WISCONSIN • A 13-year-old girl's escape from a rural home where she was held captive for three months by a Wisconsin man charged with murdering her parents helped break the case and she should be treated as a hero, the local sheriff has said.
Jayme Closs is with her aunt after her rescue last Thursday and has been reunited with the rest of her family and her dog, Barron County Sheriff Chris Fitzgerald told reporters last Friday.
Thousands of volunteers and hundreds of law enforcement officers had searched the small town of Barron after Jayme's parents were found shot dead in their home last October, their front door blown open with a shotgun, their daughter gone.
Jayme had been targeted by suspected kidnapper Jake Patterson, 21, who planned the murder of the teen's parents, even shaving his head to avoid leaving forensic evidence at the crime scene, Mr Fitzgerald said. "Jayme was the target.
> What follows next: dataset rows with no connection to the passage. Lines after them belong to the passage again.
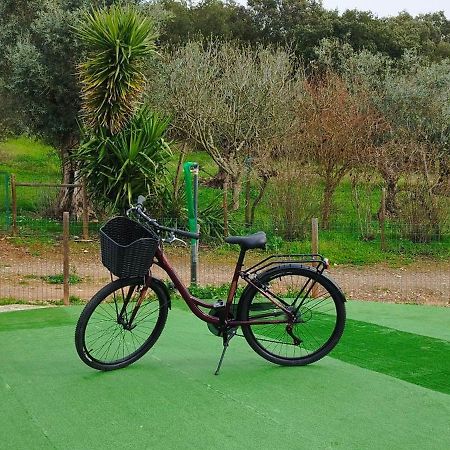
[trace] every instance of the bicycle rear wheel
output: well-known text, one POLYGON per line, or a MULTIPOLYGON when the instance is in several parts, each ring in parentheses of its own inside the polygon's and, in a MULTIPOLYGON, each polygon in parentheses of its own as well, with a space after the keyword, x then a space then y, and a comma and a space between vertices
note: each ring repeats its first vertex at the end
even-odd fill
POLYGON ((287 314, 254 287, 244 291, 240 320, 283 321, 243 325, 252 349, 276 364, 301 366, 328 354, 344 331, 345 297, 326 276, 300 264, 281 265, 258 276, 261 289, 295 313, 292 329, 287 314))
POLYGON ((169 298, 154 280, 148 288, 143 282, 143 277, 115 280, 84 308, 75 330, 75 347, 88 366, 98 370, 128 366, 159 338, 169 298))

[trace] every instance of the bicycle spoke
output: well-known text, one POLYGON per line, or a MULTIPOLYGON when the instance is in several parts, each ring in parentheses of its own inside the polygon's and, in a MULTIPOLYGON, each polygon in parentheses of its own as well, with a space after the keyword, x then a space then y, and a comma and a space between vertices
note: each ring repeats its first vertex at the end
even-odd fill
POLYGON ((126 364, 136 355, 145 353, 149 343, 151 345, 157 339, 167 317, 167 302, 160 300, 149 288, 130 324, 129 318, 142 295, 138 287, 122 283, 92 309, 84 329, 84 350, 80 355, 82 359, 84 353, 88 355, 85 362, 102 367, 126 364), (162 316, 161 311, 164 311, 162 316))
POLYGON ((248 320, 257 322, 270 320, 270 317, 279 320, 284 315, 286 324, 246 325, 242 327, 244 336, 258 353, 264 357, 267 355, 269 360, 276 358, 276 362, 301 363, 315 355, 320 358, 320 352, 329 346, 337 326, 336 302, 325 285, 319 283, 315 275, 310 275, 309 270, 293 270, 286 275, 280 271, 270 280, 262 279, 262 283, 269 286, 265 294, 282 299, 283 305, 288 305, 289 314, 268 302, 262 293, 255 292, 249 301, 248 320), (289 321, 292 322, 292 332, 288 333, 289 321), (300 340, 298 344, 294 343, 293 336, 300 340))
The suspect had specific intentions to kidnap Jayme and went to great lengths to prepare to take her."
Relying on what Mr Fitzgerald called "the will of a kid to survive", Jayme escaped the house in the tiny town of Gordon where she had been held captive, about 100km north of her home in Barron. Her captor was not at home when she managed to flee, Mr Fitzgerald said. "Jayme is the hero in this case. She's the one who helped us break this case," he added.
Less than 15 minutes after Jayme's rescue, Patterson was taken into custody after police pulled him over, based on the teen's description of his vehicle.
Patterson, an unemployed resident of Gordon, is in custody after being been charged with kidnapping and with murdering James and Denise Closs with a shotgun. Their bodies were found on Oct 15.